What sets drugs like alcohol and heroin aside from the rest is the sheer overwhelming power with which it attacks your brain. Caffeine can make you feel a bit more productive and increase anxiety slightly at high dosages, but alcohol will change the way your brain functions and alter your brain’s structure through repeated excessive use. The same goes for heroin, cocaine, nicotine, and other addictive drugs. Their effects cause the brain much stress, and as a coping mechanism, it tries hard to develop a tolerance against said mental health effects.
This tolerance backfires, however, as it also deadens your brain towards many other sensations. In short, as an addiction progresses, it becomes the only thing in life that still satisfies you, and this produces an emotional and psychological obsession that affects your mental health. Addiction is born.

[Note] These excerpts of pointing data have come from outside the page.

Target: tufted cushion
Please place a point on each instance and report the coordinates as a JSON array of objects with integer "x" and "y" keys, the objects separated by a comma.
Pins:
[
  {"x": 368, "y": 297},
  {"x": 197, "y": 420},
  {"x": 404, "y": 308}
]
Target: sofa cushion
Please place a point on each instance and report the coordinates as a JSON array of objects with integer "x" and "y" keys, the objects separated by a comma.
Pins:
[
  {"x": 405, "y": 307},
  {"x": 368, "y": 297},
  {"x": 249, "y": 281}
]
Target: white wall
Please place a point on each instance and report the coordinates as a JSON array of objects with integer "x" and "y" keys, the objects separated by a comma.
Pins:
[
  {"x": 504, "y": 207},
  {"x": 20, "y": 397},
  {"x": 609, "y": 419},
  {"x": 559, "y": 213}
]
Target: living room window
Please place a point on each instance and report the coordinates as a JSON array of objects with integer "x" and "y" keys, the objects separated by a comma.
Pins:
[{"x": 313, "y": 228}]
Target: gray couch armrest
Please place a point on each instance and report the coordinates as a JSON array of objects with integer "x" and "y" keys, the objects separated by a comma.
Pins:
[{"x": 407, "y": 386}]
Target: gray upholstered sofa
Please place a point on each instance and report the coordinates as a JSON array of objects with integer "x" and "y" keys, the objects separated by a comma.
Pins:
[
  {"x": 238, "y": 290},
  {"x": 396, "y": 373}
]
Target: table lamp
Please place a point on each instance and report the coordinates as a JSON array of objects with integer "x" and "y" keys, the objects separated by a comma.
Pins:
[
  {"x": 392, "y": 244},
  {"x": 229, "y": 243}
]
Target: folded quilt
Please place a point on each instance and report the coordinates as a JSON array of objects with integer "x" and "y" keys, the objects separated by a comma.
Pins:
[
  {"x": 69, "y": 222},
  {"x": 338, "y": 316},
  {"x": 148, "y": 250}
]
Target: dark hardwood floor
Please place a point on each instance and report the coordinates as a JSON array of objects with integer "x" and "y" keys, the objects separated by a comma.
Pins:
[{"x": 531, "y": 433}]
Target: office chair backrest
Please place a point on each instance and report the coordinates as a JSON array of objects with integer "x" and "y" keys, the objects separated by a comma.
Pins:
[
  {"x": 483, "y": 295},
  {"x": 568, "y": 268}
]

Why Addiction Is Hard To Beat
Addiction is a matter of both emotional and physical dependence. As an addiction progresses, the brain and the body have a harder and harder time to let go of the drug and live without it. Attempting to do so without waning off first might lead to symptoms of withdrawal, which range from flu-like with drugs like heroin, to possibly fatal for drugs like alcohol.
Emotionally, addiction either causes or is caused by a need to escape from reality, making the prospect of completely committing to reality through sobriety both very daunting, and not very attractive.
Getting high keeps you happy and staves off the shakes and the pain. Going sober only makes your body crave the drug more, to the point where you feel like a thirsty man in a hot desert, with no sign of water or civilization in view anywhere, on any horizon.
The mental health and motivation necessary to overcome that feeling must be immense, which is where addiction treatment jumps in.
Getting The Help You Need
Addiction treatment has come a very long way from the days of old, and we’ve developed countless psychiatric and medical tools to help combat the effects of addiction, in some cases lessen the power a drug has over a person and utilize therapeutic tools – from alternative medicine to talk therapy – to develop a patient’s mindfulness and get them through the early days of recovery.
A unique mix of factors surrounds each case of addiction: causes, circumstances, possibilities, and more. Reputable professionals evaluate these factors and develop a treatment plan concurrent to each case, without opting for a cookie-cutter approach. To combat addiction effectively, the medical and mental health community recognizes that specificity matters.
All roads lead to Rome – choosing the one right for you may take time, but if you don’t stop moving forward, you will get to your destination. In the case of addiction, that destination is the point at which you’ve become completely comfortable with your sobriety, and no longer fear relapse. It can take months, years, or decades – but each step of the way is worth the effort it took to make that step.